India has passed China to become the leading supplier of international graduate students to American universities, according to data released Wednesday.
The Council of Graduate Schools, a nonprofit higher education network, reported in an annual survey that the number of first-time Indian graduate students increased by 430% from fall 2020 (3,715) to fall 2021 (21,548). During the same period, the number of new Chinese graduate students increased by 35%, from 10,212 to 15,355.
Administered between September and November 2021, the group’s latest survey covered 361 institutions — 48.5% of the nation’s graduate programs.
“While the substantial increase in Indian students is striking, we believe this increase is due in large part to the higher deferments of Indian graduate admissions in Fall of 2020,” said Enyu Zhou, a senior analyst at the council who authored the report on the survey. “Basically, fall of 2021 saw Indian students from two consecutive application years matriculating at the same time.”
In fall 2020, the council found that 21% of Indian master’s-level admissions and 12% of Indian doctoral admissions were deferred as the pandemic prevented Indians from traveling to the U.S. Those deferrals fell to 5% and 4%, respectively, in fall 2021.
By comparison, only 6% of Chinese students chose to defer their admissions during the pandemic.
Also, more Indians than Chinese nationals are even considering U.S. graduate schools.
The survey found that graduate applications from India increased by 36% last year — well above the previous 5% high for an annual increase dating back to 2016. Among Chinese students, new applications for fall 2021 dropped by 16%.
The report noted that strict pandemic policies stopped China’s travel to the U.S. longer than most other nations. And it said U.S. consulates in India were faster to resume student visa applications than those in China.
Some academics say Indians could outnumber Chinese graduate students in the U.S. even after the pandemic fades.
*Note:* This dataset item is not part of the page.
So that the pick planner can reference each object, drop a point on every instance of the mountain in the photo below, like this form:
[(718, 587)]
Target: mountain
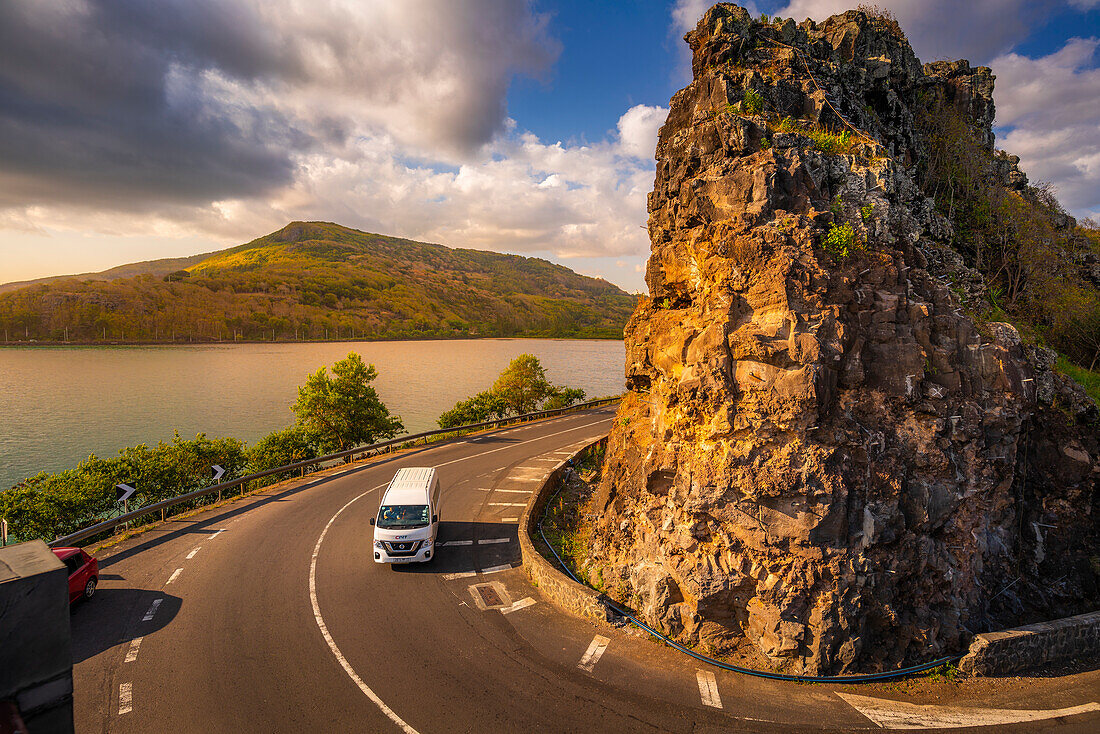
[(322, 281), (157, 267)]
“There are policy shifts in China that will decrease the flow of students in the longer term, including closing down international education in elementary and secondary schools, which will diminish the pool of well-prepared students with good English and solid academic skills,” said Alan Ruby, a senior fellow at the University of Pennsylvania’s Alliance for Higher Education and Democracy.
According to a June report from the conservative National Association of Scholars, U.S. national security concerns have forced 104 Confucius Institutes sponsored by China’s communist government to either close or reopen under new names. Only 18 of the programs were still operating on U.S. campuses, with several more under review or set to close.
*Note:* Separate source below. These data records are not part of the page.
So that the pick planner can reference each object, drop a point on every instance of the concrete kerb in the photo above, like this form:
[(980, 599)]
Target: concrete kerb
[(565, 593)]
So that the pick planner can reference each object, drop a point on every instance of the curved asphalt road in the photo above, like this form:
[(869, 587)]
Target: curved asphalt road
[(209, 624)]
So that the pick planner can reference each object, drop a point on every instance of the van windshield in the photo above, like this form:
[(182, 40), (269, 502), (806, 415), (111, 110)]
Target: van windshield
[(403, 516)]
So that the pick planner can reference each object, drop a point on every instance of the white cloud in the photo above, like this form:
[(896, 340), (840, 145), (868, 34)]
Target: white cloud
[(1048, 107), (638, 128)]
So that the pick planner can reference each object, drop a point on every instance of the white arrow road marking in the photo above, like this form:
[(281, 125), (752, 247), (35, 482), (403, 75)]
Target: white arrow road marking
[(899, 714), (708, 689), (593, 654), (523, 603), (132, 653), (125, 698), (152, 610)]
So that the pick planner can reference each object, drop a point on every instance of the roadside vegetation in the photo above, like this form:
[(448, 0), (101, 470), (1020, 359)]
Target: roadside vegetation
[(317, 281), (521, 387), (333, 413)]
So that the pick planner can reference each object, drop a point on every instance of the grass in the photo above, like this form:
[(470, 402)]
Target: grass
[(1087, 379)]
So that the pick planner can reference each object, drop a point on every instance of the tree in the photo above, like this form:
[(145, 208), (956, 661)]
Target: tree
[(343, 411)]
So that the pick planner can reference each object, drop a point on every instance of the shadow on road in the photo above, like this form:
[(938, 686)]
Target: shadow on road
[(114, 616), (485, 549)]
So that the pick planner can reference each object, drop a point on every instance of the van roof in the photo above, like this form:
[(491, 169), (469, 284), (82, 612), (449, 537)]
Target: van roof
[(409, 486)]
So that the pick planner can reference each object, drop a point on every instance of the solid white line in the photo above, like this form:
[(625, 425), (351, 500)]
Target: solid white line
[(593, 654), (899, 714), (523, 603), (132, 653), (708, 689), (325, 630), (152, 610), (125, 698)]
Association President Peter Wood said Chinese students could find it easier to stay home in the current political climate.
“Still another factor is the rising suspicion directed at Chinese students due to the flagrant misbehavior of the Chinese government in attempting to misappropriate American intellectual property and to entangle American academics in dubious exchange agreements,” said Mr. Wood, former associate provost of Boston University.